What is happening there is that Prof Ng is starting with the individual equations for the output of each neuron and he uses the same format for everything that he does in the Logistic Regression case. So for example he shows:

z_1^{[1]} = w_1^{[1]T} \cdot x + b_1^{[1]}

Note that I’ve added one little “extra” there by making the dot product operation explicit between the w vector and the x vector.

So in that formulation, the vector w_1^{[1]} is the weight vector for the first neuron in the first layer (that’s the exponent [1] everywhere there). He formats w_1^{[1]} as a column vector, just as he did in the Logistic Regression case.
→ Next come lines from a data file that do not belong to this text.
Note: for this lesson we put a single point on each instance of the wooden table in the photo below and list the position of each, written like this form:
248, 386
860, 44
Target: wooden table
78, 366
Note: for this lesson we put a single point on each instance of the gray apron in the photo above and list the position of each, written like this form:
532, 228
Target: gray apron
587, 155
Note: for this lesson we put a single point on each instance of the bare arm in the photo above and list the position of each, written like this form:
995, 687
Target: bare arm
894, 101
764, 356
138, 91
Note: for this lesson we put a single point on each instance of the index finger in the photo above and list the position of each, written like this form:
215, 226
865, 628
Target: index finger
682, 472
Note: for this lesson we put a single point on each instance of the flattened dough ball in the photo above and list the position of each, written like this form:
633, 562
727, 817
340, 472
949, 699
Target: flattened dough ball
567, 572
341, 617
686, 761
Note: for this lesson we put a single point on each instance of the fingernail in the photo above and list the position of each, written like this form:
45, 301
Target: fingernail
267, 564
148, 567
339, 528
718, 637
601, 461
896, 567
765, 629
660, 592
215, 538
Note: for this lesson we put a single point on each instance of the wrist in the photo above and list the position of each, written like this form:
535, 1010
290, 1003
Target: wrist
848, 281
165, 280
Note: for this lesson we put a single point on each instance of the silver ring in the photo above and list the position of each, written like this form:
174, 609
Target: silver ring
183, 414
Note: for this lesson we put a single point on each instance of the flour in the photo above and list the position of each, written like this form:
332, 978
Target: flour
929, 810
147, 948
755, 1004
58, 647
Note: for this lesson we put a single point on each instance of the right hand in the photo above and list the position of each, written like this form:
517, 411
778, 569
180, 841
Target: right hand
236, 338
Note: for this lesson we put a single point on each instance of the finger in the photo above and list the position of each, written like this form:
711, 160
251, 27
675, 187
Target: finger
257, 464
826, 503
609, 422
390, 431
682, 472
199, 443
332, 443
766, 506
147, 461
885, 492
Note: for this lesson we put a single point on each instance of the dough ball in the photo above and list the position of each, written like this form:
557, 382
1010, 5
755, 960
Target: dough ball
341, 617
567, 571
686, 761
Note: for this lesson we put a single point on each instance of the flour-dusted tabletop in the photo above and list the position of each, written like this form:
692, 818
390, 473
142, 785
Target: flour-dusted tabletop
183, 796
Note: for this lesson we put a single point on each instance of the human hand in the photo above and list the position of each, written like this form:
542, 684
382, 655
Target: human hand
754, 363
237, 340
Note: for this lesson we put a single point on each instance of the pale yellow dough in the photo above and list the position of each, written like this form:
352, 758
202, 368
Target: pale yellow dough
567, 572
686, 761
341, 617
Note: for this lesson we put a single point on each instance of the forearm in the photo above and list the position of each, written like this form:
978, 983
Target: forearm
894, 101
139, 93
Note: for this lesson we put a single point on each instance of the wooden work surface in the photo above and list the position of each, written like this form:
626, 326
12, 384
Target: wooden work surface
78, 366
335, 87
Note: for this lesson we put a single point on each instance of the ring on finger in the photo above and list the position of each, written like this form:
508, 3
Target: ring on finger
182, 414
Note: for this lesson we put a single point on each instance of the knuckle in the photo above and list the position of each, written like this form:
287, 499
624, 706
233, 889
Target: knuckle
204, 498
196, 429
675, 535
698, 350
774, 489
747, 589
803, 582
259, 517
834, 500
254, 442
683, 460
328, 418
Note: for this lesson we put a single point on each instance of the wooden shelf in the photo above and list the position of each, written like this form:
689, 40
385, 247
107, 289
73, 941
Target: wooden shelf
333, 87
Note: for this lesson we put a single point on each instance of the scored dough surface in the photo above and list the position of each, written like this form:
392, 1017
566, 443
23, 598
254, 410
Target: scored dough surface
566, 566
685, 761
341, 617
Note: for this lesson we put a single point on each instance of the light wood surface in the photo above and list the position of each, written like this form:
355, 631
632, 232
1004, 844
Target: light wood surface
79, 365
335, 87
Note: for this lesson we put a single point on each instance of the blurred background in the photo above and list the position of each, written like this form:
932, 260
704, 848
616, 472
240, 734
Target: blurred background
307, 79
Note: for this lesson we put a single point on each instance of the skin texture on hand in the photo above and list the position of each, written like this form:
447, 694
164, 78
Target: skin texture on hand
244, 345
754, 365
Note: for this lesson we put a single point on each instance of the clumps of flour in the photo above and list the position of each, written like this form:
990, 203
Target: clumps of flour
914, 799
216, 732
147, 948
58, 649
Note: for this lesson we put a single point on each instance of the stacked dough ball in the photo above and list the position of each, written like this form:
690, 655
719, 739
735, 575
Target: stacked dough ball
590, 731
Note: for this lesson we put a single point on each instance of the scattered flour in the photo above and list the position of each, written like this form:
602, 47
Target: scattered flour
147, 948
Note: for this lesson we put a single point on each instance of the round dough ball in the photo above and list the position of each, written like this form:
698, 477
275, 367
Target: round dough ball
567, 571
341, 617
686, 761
It has dimension n_x x 1, where n_x is the number of input features (elements in each input x vector). x is also a column vector n_x x 1, so in order to get that dot product to work, we need to transpose the w vector. So dotting 1 x n_x with n_x x 1 gives you a 1 x 1 or scalar output.

Then what he does it to put all the weight vectors for the output neurons of layer 1 together into a single matrix, so that we can compute the outputs all at once in a vectorized way. But he also wants to make it simpler, so that we don’t need any more transposes on the whole W^{[1]} weight matrix. So he uses the w vectors in the transposed form, so that they are now row vectors 1 x n_x. That means he can stack them up as the rows of the weight matrix W^{[1]}. That’s what he is showing in the lower left section of that diagram.

So you end up with W^{[1]} having the dimensions n^{[1]} x n_x, where n^{[1]} is the number of output neurons in layer 1. And because of the fact that the w vectors from the upper right formulation are now the rows of W^{[1]}, the full vectorized forward propagation becomes:

Z^{[1]} = W^{[1]} \cdot X + b^{[1]}

Where X there is the full sample matrix with each column being one input vector. So if you have m samples, then Z^{[1]} is n^{[1]} x m. Then we apply the activation function “elementwise” to get A^{[1]} so it has the same dimensions as Z^{[1]}.

I didn’t mention the bias values there, but there is one scalar b value for each output neuron. In the final vectorized form, you also “stack” those into a column vector of dimension n^{[1]} x 1. So when you add that vector, it is “broadcast” and adds to each column of the output to compute the final Z^{[1]}.